The other pointer type that is larger than a usual pointer is not really a pointer at all in the usual sense. That is a pointer to member. Such pointers need to be combined with an object's address to form a pointer to the member for a specific object, so they are more like offsets from an object base address to a member inside it. The problems come when the pointer to member is a pointer to a member function. In such cases information on the function's virtualness and multiple inheritance etc. need to be kept. See for example
http://linuxquality.sunsite.dk/articles/memberpointers/ for more information.
Finally, code generated by a compiler may be position independent, or position dependent but fix-up-able, such that the actual position in the executable output from a linker may not be the same as that in the object code output by the compiler. Similarly, the executable may contain position independent code or have information that allows all addresses to be fixed up during loading of the executable. This occurs if the pre-built location is already in use and occurs most often when dynamically linked (or shared object) libraries are mapped into a process and two or more request loading at the same base address. Obviously re-basing all addresses takes time and so it is to be avoided if possible by selecting base addresses that are not thought to be required for other libraries mapped into an applications process. Such details come into the optimisation phase of development and require the use of linker options and tools such as the MS EDITBIN utility with the /REBASE option which can be used with object files, application executables and dlls.
If you are interested in what code your compiler generates try generating assembler output from your compiler (you can use the /FAs option - Assembly with Source Code Output with MS Visual C++ for example and there is an option in many UNIX/Linux based compilers to generate assembler output, such as the -S option with gcc/g++). Remember that the code produced _will_ depend on the compiler options as well as the compiler. Note that even if VC++ and gcc are both generating assembler for Intel x86 or AMD x64 they (annoyingly) use a different assembler format: MS VC++ uses MS MASM assembler format and gcc uses AT&T assembler for x86/x64 format.

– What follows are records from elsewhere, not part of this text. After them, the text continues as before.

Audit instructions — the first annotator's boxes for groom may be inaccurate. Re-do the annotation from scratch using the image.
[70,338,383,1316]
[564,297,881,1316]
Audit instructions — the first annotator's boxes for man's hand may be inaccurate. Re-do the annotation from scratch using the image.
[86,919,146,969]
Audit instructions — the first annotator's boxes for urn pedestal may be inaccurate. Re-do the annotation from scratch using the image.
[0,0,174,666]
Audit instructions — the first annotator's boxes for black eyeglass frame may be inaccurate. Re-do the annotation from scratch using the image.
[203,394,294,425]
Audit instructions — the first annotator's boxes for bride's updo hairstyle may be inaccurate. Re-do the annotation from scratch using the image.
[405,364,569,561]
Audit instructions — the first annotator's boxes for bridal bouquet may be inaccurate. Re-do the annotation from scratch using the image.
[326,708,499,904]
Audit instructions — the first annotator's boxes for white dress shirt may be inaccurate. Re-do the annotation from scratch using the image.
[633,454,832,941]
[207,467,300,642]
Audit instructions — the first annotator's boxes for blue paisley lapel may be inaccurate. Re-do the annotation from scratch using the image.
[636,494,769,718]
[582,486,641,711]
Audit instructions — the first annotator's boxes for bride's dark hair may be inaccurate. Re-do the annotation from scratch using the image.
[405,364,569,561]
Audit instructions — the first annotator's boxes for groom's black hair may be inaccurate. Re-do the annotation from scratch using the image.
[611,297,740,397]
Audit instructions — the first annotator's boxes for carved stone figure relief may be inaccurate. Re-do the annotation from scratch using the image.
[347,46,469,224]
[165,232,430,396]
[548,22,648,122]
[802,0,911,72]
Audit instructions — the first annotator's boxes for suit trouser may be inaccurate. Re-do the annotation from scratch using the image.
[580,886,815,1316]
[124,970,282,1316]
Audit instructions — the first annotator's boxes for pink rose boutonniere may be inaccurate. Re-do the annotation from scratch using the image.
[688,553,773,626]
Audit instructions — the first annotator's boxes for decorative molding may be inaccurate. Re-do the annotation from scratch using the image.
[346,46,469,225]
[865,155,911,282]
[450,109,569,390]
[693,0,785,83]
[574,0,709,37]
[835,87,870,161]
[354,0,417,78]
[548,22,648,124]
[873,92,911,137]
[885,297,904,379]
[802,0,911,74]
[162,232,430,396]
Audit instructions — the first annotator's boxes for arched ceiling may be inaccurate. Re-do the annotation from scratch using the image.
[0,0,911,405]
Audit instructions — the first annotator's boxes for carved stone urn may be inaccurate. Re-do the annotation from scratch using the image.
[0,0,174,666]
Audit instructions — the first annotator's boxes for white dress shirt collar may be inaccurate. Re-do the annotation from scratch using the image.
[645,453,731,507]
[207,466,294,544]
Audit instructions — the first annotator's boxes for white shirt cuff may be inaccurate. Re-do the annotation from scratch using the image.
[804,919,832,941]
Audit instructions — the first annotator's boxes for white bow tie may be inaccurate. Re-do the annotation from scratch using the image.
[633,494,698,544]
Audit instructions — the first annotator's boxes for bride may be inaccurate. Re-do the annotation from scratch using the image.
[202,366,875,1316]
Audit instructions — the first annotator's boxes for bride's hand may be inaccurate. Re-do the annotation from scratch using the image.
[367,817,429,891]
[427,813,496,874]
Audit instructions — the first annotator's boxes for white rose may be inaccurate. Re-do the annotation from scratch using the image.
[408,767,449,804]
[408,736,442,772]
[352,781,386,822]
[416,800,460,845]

----------------------------------------------------
ADDITIONAL
----------------------------------------------------
After sending my answer to your question I read up on a Prime news group (comp.sys.prime) some interesting discussion on getting software to run under Primos running on an emulator someone has developed (on a Playstation 3 of all things), and came across this as part of a discussion on getting a C compiler to function and compiling some C code:
"But if your plan is to port software from other platforms,
well..... You would be amazed at how much software out there relies on characters being in the range of 0-127 and NULL to actually be 0."
Which indicates that my vague memories about odd memory values are at least partially correct.
Oh the mention of the 0..127 for character values is due to PRIMOS using a 7-bit character encoding within an 8-bit char type with the highest bit set to 1, thus they had char values 128..255 for character values 0..127!